At the age of 3, a special ritual was performed – “tons”, during which the gender of the child was emphasized in different ways. All friends and relatives came to their parents with gifts that would come in handy later: for boys – tools or a bridle, and for girls – threads, wool, etc. At that time, daughters braided for the first time, and sons were cut in a “circle”. Everyone had to be fed, accept pleasant wishes and gifts.
In the Urals, almost every family had many children, but at the same time, all the older sons and daughters helped to look after the younger ones. The atmosphere of mutual support always reigned in the family. From an early age, daughters were taught not only needlework and rules of conduct, but also nursery rhymes, lullabies and folk songs. Fathers introduced their sons to carpentry and agriculture, and at the same time they told them epics. In this way, the cultural heritage was passed along with practical knowledge.
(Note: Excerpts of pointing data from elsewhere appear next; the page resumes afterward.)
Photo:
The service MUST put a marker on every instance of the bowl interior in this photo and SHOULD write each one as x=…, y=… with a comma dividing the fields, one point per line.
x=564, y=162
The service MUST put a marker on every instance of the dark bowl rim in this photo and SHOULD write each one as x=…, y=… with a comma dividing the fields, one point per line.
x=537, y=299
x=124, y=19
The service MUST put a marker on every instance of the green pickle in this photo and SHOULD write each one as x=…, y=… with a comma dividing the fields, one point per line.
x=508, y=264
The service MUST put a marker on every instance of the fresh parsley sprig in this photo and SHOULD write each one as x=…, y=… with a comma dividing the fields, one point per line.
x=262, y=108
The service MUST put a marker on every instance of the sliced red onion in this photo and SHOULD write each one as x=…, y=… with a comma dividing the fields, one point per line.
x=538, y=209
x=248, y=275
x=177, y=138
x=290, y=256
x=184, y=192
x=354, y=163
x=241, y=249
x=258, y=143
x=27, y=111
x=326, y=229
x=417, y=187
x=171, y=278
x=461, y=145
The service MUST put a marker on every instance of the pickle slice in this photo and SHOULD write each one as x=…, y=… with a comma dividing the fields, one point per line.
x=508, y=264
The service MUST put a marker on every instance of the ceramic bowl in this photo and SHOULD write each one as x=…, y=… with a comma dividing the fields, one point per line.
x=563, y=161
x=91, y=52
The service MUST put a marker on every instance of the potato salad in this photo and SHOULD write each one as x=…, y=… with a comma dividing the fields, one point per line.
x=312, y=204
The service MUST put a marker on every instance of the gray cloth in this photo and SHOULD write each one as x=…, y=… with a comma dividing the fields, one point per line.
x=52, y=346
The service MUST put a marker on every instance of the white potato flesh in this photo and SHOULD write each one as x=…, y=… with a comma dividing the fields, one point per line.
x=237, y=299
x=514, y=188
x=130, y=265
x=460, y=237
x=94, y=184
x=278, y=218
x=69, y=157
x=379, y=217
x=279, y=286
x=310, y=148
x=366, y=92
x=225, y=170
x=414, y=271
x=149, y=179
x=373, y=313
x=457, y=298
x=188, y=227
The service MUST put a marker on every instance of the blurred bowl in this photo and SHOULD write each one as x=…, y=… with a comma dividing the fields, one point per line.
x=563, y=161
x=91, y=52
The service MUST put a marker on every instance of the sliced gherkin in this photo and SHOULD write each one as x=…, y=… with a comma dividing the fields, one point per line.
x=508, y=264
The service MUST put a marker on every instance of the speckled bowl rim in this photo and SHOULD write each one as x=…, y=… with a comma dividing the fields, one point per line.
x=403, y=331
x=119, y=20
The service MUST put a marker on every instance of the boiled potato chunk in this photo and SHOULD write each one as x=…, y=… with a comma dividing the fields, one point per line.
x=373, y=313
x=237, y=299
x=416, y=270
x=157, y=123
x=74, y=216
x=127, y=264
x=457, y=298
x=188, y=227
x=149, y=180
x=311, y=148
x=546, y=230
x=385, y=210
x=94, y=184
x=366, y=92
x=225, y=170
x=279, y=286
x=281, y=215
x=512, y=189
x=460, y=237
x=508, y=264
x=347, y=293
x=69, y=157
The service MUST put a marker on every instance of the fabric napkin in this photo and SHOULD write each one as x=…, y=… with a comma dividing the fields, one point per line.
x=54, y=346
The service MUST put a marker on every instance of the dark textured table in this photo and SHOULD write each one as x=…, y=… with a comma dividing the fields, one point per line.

For most peoples, the raven does not belong to light symbols, but in the Urals this bird has a special relationship, so one of the interesting traditions in this region concerns it. Every year in the Ural cities and villages a holiday is held – the crow’s day. It is believed that the crows awaken the spring forces of the earth with their cry, therefore, after this holiday, the cold remains in the past, and heat gradually comes.
Also, these birds are the patrons of women and small children: on a crow’s day, the keepers of the hearth ask for protection and health.
Bread is the head of everything
Careful and respectful attitude to bread can be considered a characteristic feature of the Urals. Any results of hard work, and especially bread, were considered sacred. Even if it is tasteless, it was strictly forbidden to apply the word “bad” to it, and it is also impossible to throw it away. Small crumbs were swept off the table and given to the birds.
A wanderer, a homeless person or a victim of a fire was always given a loaf of bread.